9 Ways To See A Dataset: Consider The Iceland Gull
Jer Thorp

What makes a bird hard to see?

It may be a small bird, or a well camouflaged one. It may be rare, or it could live in a place that's hard to get to. Or, it might be hiding in plain sight.

Loading

Consider the Iceland Gull.

If you've never seen one, picture whichever seagull it is in your part of the world that steals lunches on sunny afternoons, and then turn up the brightness. Lighten the gray on the wings and erase any signs of inky black that might be on your picnic-raiding gull's wing tips. You'll be left with a handsome bird (all gulls are handsome) that is the light gray of a dry sidewalk and the perfect white of copier paper.

If you can say with confidence that you've seen an Iceland gull, I can say with confidence that you're a birder. Iceland gulls live most of their lives in the Arctic, feeding in icy oceans and nesting on narrow cliff edges. Even in the winter, the overwhelming majority of them stay far up North. Only a small number of Iceland Gulls venture south every year to Northern Europe and the East and West coasts of North America, where they tend to settle in with flocks of other large seagulls.

Picking out an Iceland gull from a flock of ring-billed gulls and herring gulls in January is a kind of right of passage for birders in North America. I've spent many long evenings in a darkening Brooklyn Bridge Park, poring over the gulls that come by the thousands to settle onto the pilings and into the marina. I've only found an Iceland Gull on my own once. It was in 2021, just a few days before the New Year. I'd been looking at gulls for an hour, scanning the pilings as each new wave of birds came in to rest for the night, looking for one bird that was whiter than the rest. I was beginning to wonder if the Iceland Gull was an elaborate joke, dreamt up to trick new birders. Just as I was about to give up, I found one. It was perched just twenty feet away, all gray and white and perfect.

Iceland Gull on the Brooklyn Bridge Pilings (Photo by Mike Yuan)

Iceland Gull on the pilings in Brooklyn Bridge Park (Photo by Mike Yuan)

While not looking for gulls, I spent many daytime hours last winter scanning through NABirds, a data set assembled to teach machines how to identify birds. NABirds contains 48,000 photographs of the most common 400 species in North America. There are at least 100 images of each bird; some are crisp and complete, others are blurred and partial. Each one is hand-labeled with a bounding box for the bird and a precise label for every visible body part.

loading
Images from NABirds training data

NABirds was designed to be used for fine-grained visual categorization experiments. It's meant to train and to benchmark computer vision systems designed to recognize broad classes of things (a bicycle) as well as specific subclasses (a mountain bike, a tandem bike, a penny-farthing).
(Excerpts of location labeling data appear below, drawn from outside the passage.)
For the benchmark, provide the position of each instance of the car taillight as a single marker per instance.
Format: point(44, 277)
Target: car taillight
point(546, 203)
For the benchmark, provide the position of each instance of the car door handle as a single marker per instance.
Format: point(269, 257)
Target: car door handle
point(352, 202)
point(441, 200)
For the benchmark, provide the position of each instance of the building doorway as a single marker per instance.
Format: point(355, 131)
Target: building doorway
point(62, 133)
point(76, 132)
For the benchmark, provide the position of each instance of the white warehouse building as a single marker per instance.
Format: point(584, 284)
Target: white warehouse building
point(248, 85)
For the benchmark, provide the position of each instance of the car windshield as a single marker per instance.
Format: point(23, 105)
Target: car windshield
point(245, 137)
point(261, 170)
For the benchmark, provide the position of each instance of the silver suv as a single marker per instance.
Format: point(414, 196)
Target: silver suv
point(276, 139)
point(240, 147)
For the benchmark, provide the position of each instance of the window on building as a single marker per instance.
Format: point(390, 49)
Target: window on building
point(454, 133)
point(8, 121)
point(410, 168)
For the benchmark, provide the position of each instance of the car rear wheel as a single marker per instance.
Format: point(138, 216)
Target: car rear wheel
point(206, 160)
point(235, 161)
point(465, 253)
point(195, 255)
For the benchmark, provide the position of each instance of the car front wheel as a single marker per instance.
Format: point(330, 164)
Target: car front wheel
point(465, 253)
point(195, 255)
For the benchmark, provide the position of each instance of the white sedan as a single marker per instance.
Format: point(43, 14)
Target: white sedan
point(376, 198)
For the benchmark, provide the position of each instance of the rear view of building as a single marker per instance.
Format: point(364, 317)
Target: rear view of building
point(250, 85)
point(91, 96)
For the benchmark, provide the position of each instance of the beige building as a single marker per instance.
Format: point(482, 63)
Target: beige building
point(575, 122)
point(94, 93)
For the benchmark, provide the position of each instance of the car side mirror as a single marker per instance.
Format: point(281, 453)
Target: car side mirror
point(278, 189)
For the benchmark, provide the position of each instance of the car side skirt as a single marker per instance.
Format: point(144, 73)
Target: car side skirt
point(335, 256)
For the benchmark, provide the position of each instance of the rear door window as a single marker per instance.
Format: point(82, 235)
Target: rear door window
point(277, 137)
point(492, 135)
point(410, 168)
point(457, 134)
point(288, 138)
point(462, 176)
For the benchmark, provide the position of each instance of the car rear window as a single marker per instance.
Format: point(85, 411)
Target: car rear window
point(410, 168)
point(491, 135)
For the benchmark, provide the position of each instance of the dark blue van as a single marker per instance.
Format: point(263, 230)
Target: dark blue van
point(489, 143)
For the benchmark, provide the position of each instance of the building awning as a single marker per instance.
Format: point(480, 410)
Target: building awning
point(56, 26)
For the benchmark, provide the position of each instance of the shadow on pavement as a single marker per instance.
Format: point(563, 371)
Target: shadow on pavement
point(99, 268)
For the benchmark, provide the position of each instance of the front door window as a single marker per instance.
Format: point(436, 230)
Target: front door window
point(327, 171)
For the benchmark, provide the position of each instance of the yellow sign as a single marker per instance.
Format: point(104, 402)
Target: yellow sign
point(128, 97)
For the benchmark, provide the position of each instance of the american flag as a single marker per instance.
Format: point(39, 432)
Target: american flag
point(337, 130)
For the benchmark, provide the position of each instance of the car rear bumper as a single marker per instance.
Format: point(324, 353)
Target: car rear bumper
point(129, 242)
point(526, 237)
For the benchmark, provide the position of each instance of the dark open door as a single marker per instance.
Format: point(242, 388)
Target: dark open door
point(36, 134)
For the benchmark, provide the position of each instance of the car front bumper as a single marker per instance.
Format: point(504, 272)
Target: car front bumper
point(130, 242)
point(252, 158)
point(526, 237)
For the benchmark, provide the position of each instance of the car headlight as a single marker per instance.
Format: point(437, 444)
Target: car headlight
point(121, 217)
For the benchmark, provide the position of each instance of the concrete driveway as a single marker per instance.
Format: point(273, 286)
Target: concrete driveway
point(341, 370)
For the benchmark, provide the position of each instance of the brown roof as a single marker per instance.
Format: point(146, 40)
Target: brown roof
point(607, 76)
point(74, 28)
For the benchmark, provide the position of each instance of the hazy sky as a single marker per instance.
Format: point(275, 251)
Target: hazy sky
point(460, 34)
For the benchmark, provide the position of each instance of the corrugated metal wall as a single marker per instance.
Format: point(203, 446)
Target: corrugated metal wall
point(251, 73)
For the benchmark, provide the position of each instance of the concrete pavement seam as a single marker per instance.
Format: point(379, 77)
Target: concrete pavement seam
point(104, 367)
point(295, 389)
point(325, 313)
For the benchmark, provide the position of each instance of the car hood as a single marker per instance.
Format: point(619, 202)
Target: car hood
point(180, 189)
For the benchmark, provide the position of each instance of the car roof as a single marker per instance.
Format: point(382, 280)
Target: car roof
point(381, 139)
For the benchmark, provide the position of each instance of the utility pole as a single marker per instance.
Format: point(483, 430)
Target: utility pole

Birds have been bound to this kind of machine learning right from the start, because they offer a lot of subclasses that are well-defined and often very fine-grained.

Look through photos from single species, and you'll appreciate all the small variations that can occur in a bird even with the same set of genes. The Herring Gull (a close relative of the Iceland) has a full seven distinct (and handsome) plumage forms: juvenile, first winter, first summer, second winter, third winter, adult non-breeding and adult breeding. To split those fine grains even further, the Herring Gull has five subspecies which themselves can have subtly different developmental plumage types. The Herring Gull is one of these things that makes NABirds a challenging data set for computer vision systems: eight years after its release in 2015, best-in class ML systems can correctly label 93% of the images in the set, about 13 out of every 14 photos.

Loading...

What makes a bird hard to see for a machine?

Small, well-camouflaged, rare, hard to get to -- all of these same things can trickle down into the quality and quantity of data. Rare birds tend to have less available photos for systems to train on, and those that live in out of the way places are likewise less documented. Machines also have a unique version of birds that are hiding in plain sight: the ones that people don't choose to include in their datasets. There are nearly 800 species of birds in mainland North America, counting breeding species and regular visitors. When NABirds was assembled only the 400 most common of those birds were included. This number includes the 12 most common species of gull but not the 13th: The Iceland Gull.